Credo di sì, anzi ne sono certa. In Brasile stiamo vivendo un periodo molto difficile, il nostro presidente è un perfetto idiota, un omofobo, transfobico, razzista e ora la nostra società è molto divisa, assomigliamo sempre di più agli Stati Uniti. Credo che questa che stiamo vivendo sia l’ultima ondata del patriarcato, del machismo e della misoginia, e si stanno rendendo conto che stanno per perdere questa battaglia e che noi donne, persone lgbtqi* e afrodiscendenti presto o tardi vinceremo. Credo inoltre che l’arte possa essere d’aiuto e contribuire durante questo processo soprattutto grazie al lavoro delle donne, delle persone trans, travestite e delle donne nere. Dobbiamo stare molto attente alle loro opere, ascoltare le loro voci, dargli importanza e visibilitá. Credo che stiamo facendo la nostra parte, e io come artista posso mostrare questi corpi, queste persone, queste bellezze e questa diversitá perchè penso che possano avere un impatto molto potente.

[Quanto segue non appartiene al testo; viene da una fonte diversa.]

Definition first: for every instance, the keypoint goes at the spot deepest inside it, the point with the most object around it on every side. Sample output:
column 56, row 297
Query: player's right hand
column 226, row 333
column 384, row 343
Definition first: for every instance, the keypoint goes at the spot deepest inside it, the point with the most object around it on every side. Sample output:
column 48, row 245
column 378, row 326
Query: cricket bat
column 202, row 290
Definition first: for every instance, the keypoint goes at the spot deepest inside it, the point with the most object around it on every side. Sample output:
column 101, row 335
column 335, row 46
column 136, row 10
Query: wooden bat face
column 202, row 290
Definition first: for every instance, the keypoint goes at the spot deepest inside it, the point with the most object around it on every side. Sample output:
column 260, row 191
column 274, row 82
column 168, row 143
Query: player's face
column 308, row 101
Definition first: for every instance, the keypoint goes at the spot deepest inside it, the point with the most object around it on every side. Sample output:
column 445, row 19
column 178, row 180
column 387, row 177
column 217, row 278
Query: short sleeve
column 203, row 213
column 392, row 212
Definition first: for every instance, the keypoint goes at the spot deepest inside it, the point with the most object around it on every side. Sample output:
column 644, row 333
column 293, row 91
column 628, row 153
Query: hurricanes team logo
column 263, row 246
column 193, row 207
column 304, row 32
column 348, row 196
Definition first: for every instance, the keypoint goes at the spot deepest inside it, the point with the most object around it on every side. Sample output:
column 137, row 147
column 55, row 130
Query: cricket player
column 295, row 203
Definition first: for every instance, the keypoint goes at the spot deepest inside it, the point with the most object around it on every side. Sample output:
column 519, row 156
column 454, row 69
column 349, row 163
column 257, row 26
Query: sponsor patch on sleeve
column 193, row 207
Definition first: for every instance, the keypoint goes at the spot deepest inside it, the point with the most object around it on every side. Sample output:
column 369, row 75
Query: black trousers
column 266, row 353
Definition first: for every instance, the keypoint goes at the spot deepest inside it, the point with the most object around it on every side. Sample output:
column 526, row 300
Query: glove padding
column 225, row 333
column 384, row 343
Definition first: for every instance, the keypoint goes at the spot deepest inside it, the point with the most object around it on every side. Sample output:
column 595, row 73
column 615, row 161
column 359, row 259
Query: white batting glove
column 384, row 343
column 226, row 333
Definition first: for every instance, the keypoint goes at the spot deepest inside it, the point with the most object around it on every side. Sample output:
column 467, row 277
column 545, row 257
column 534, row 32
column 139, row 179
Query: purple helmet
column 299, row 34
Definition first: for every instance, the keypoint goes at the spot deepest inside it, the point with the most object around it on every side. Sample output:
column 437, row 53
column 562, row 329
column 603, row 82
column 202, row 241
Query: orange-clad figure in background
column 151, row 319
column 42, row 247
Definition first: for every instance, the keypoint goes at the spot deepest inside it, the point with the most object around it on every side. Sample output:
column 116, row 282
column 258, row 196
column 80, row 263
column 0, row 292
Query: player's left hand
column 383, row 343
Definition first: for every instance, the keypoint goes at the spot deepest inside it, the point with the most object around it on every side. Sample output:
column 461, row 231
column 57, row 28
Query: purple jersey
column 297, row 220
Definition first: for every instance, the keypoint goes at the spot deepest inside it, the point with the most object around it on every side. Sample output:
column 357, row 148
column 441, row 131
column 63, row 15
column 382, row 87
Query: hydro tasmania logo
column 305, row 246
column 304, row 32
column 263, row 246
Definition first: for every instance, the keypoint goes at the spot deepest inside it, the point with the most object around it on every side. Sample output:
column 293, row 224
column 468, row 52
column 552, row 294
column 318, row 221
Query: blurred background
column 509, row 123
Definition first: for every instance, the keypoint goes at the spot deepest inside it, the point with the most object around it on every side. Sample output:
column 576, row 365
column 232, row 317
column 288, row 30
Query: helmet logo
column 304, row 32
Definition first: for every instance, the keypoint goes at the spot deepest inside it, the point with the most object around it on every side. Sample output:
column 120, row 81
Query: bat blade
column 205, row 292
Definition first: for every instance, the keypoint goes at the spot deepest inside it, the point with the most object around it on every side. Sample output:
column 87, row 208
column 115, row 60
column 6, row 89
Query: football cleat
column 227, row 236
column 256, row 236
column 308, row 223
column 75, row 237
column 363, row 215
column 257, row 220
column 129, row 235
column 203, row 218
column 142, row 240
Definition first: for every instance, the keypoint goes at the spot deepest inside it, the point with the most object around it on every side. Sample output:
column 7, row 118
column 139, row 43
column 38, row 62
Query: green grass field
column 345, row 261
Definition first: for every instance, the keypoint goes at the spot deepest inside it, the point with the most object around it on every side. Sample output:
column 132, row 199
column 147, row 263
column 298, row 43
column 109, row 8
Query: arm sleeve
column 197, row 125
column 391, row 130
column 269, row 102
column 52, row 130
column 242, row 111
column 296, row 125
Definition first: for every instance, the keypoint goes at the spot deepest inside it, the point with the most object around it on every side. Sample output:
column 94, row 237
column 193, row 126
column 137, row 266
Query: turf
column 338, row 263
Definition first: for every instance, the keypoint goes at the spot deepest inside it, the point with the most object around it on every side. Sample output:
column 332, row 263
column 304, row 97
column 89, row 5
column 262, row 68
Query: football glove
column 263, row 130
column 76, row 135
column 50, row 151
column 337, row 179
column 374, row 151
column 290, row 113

Dove nasce l’esigenza di focalizzarsi principalmente sui corpi delle donne trans e travestite che non hanno ricorso alla chirurgia estetica? Questa prospettiva ricorda il discorso di Linn Da Quebrada, un’artista trans e non binaria brasiliana che rivendica il suo essere donna senza il bisogno di sottoporsi a trattamenti ormonali o operazioni chirurgiche per esprimere la sua identitá.
Sì la adoro, il mio sogno è fotografare Linn e Jup do Barrio, le amo! Quando ho iniziato a passare più tempo con persone trans, travestite e non binarie mi sono resa conto che non c’era per forza bisogno della chirurgia per essere donne, o essere trattate e rispettate come tali. I loro corpi senza chirurgia meritano lo stesso rispetto del mio corpo di donna cis. Nel momento in cui dicono di essere donne non hanno bisogno di nient’altro, i loro corpi sono già perfetti, è la società che le vede attraverso delle costruzioni sociali per cui una donna dovrebbe apparire in un determinato modo. Io voglio mostrare che loro sono perfette così come sono, i loro corpi sono perfetti con un pene o senza seno. Se vogliono sottoporsi alla chirurgia non c’è problema ma non ne hanno bisogno. In alcune foto hanno voluto mettersi dei seni, pero in generale ho cercato di mostrare questi corpi senza chirurgia perchè in Brasile (non solo, peró io posso parlare solo per quella che è stata la mia esperienza qui) esiste uno stereotipo molto forte per cui si pensa che le donne travestite debbano avere seni di silicone enormi, e volevo mostrare altre possibilità e altri corpi femminili. Ho cercato di fotografare donne nere, grasse, magre e non focalizzarmi solo su quelle donne con un alto livello di passing [2 ] , volevo fotografare tutti i corpi femminili possibili.

C’è qualcos’altro che vuoi aggiungere o che ti sembra importante specificare?
Sí penso sia importante ricordare che il Brasile è il Paese dove si ammazzano piú persone trans al mondo e quest’anno c’è stato un netto aumento degli omicidi transfobici rispetto all’anno scorso. Il Brasile è anche il Paese che piú di tutti consuma materiale pornografico con persone trans a livello mondiale. Questi dati dimostrano la malignità della nostra società.

[1 ] Abaixa que é tiro è un’esclamazione diffusa nella comunità LGBTQI* brasiliana per commentare qualcosa di fantastico e favoloso che ti ha colpito. Il titolo di questo progetto nasce proprio dalle parole utilizzate dalle donne che hanno partecipato al progetto nel vedere i loro ritratti pubblicati sui social.
[2 ] Il passing è la capacità di essere percepite dalla società come appartenenti a un determinato gruppo sociale, nel caso delle donne trans significa riuscire a passare l’esame dello sguardo transfobico ed essere percepite come donne cis.